Treatment of prostatitis depends on the type with which you are diagnosed:
Acute bacterial prostatitis:
- Medication: Typically this infection can be treated with antibiotics, pain, and fever medicines, as well as stool softeners, fluids, and rest. If you are unable to urinate or need to take antibiotics intravenously, you may be admitted to the hospital. Treatment will last two to six weeks.
Chronic bacterial prostatitis:
- Medication: Chronic prostatitis will require antibiotics for a longer period of time, usually six to 12 weeks. Sometimes low-dose antibiotics are prescribed long term.

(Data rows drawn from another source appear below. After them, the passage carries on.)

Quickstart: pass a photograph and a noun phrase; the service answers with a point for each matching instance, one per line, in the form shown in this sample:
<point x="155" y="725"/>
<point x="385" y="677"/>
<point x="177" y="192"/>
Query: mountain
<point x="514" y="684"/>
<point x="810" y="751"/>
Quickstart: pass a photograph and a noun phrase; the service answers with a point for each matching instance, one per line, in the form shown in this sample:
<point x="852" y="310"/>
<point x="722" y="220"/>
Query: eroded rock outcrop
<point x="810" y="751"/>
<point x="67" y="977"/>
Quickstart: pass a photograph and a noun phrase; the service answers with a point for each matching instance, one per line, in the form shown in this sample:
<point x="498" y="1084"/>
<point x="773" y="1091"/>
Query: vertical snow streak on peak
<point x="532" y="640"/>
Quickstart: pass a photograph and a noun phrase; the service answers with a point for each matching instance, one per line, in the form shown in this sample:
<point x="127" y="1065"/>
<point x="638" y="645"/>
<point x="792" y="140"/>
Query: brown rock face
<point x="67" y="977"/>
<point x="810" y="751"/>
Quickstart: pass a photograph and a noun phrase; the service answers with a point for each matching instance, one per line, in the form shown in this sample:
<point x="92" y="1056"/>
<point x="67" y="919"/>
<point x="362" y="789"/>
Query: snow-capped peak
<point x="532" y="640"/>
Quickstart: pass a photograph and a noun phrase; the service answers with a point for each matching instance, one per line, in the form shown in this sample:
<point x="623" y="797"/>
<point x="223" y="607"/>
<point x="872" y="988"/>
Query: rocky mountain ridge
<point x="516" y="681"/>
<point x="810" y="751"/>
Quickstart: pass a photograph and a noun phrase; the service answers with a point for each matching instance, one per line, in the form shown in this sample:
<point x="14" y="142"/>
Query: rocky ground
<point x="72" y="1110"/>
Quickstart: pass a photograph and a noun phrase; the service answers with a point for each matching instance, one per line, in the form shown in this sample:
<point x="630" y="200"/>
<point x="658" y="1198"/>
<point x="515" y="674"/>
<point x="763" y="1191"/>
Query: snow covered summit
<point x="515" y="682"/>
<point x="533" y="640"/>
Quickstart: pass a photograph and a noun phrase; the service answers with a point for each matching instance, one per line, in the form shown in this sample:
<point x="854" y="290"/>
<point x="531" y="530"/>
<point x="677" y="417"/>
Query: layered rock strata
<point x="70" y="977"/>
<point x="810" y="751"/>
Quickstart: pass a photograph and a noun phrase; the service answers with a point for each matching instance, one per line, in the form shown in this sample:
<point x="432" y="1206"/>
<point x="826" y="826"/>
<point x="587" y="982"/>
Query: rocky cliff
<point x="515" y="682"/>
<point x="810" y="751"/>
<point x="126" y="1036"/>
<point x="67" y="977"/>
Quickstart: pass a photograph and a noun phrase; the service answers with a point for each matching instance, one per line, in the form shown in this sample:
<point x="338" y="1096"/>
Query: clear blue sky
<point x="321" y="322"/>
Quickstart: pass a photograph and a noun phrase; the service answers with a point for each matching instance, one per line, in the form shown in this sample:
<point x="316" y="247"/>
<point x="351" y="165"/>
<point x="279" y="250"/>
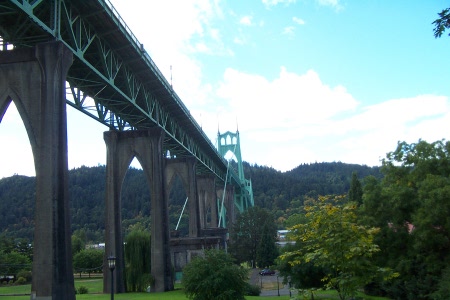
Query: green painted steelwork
<point x="112" y="78"/>
<point x="230" y="142"/>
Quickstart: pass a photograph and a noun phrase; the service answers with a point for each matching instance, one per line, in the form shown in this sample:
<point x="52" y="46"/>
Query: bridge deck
<point x="112" y="78"/>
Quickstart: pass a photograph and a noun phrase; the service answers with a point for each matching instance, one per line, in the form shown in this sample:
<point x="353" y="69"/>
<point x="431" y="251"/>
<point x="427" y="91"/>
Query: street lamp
<point x="289" y="280"/>
<point x="278" y="285"/>
<point x="112" y="265"/>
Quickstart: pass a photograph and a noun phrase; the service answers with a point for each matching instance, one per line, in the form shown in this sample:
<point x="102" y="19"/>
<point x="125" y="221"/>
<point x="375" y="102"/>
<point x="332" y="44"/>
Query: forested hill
<point x="280" y="192"/>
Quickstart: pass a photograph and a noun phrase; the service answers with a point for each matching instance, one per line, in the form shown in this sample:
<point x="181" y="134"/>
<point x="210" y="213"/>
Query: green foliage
<point x="410" y="205"/>
<point x="82" y="290"/>
<point x="442" y="23"/>
<point x="355" y="193"/>
<point x="13" y="262"/>
<point x="88" y="261"/>
<point x="137" y="260"/>
<point x="77" y="244"/>
<point x="281" y="193"/>
<point x="253" y="290"/>
<point x="303" y="276"/>
<point x="267" y="250"/>
<point x="247" y="233"/>
<point x="214" y="276"/>
<point x="25" y="274"/>
<point x="333" y="240"/>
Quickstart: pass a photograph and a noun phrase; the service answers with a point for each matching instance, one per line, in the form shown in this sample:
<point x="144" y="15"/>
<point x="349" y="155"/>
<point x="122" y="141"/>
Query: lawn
<point x="95" y="287"/>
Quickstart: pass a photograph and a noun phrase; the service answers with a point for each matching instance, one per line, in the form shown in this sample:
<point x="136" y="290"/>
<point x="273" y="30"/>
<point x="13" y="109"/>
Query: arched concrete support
<point x="185" y="169"/>
<point x="228" y="203"/>
<point x="146" y="146"/>
<point x="207" y="197"/>
<point x="35" y="80"/>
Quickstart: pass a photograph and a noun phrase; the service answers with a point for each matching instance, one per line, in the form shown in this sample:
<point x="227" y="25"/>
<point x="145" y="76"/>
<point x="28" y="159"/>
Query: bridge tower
<point x="230" y="142"/>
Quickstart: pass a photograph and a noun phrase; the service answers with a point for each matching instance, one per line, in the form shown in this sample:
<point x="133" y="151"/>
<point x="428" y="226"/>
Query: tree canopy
<point x="411" y="205"/>
<point x="247" y="233"/>
<point x="214" y="276"/>
<point x="332" y="239"/>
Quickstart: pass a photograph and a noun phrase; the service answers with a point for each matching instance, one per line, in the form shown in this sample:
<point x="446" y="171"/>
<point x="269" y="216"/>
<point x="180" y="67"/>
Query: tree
<point x="247" y="232"/>
<point x="88" y="261"/>
<point x="138" y="260"/>
<point x="333" y="240"/>
<point x="410" y="205"/>
<point x="355" y="193"/>
<point x="442" y="23"/>
<point x="267" y="250"/>
<point x="214" y="276"/>
<point x="13" y="262"/>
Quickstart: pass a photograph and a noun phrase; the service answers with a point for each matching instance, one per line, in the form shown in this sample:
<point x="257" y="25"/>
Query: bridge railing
<point x="114" y="14"/>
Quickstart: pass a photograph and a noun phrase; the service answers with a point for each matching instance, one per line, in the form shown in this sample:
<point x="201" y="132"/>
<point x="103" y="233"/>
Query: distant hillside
<point x="279" y="192"/>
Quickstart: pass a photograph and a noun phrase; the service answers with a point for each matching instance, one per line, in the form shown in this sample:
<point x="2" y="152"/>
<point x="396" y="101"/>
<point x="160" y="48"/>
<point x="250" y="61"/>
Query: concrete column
<point x="146" y="146"/>
<point x="206" y="186"/>
<point x="185" y="169"/>
<point x="35" y="80"/>
<point x="228" y="203"/>
<point x="117" y="162"/>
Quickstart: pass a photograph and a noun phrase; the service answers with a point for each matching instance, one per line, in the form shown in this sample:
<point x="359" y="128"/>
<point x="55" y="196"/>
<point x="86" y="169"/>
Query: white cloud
<point x="298" y="21"/>
<point x="269" y="3"/>
<point x="332" y="3"/>
<point x="246" y="20"/>
<point x="289" y="31"/>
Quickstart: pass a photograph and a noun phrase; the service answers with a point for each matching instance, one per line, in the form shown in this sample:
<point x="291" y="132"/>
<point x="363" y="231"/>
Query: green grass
<point x="95" y="289"/>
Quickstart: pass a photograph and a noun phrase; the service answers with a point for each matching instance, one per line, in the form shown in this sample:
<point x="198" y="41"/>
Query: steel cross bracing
<point x="112" y="78"/>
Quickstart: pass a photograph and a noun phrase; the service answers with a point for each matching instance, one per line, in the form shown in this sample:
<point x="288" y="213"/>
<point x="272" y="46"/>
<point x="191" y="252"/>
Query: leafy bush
<point x="253" y="290"/>
<point x="214" y="276"/>
<point x="21" y="280"/>
<point x="82" y="290"/>
<point x="25" y="275"/>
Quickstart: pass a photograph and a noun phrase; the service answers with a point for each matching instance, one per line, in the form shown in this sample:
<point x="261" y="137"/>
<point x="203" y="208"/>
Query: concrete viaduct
<point x="149" y="123"/>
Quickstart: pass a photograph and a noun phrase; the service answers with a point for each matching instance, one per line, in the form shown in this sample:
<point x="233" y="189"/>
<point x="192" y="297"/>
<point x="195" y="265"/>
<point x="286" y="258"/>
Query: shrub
<point x="82" y="290"/>
<point x="214" y="276"/>
<point x="253" y="290"/>
<point x="21" y="280"/>
<point x="26" y="275"/>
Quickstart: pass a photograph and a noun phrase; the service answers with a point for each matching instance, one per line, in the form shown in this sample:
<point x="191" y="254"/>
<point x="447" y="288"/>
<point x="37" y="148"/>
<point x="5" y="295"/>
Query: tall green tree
<point x="247" y="232"/>
<point x="88" y="261"/>
<point x="411" y="204"/>
<point x="442" y="23"/>
<point x="267" y="250"/>
<point x="138" y="260"/>
<point x="214" y="276"/>
<point x="332" y="239"/>
<point x="355" y="193"/>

- Surgical treatment: Sometimes the physician will recommend the surgical removal part of the prostate to correct blockage of the urine flow.
Chronic non-bacterial prostatitis/chronic pelvic pain syndrome:
- Medication: The physician may prescribe alpha blockers like tamsulosin, which relax the muscle tissue in the prostate and reduce difficulties urinating. Physicians may also prescribe medications that reduce prostate size, such as finesteride. Anti-inflammatory medicines may also help.
- Lifestyle changes: Avoid spicy foods, caffeinated, or carbonated drinks or acidic foods that contain vitamin C. Heat (soaking in a warm bath), regular exercise, and stress reduction may also help.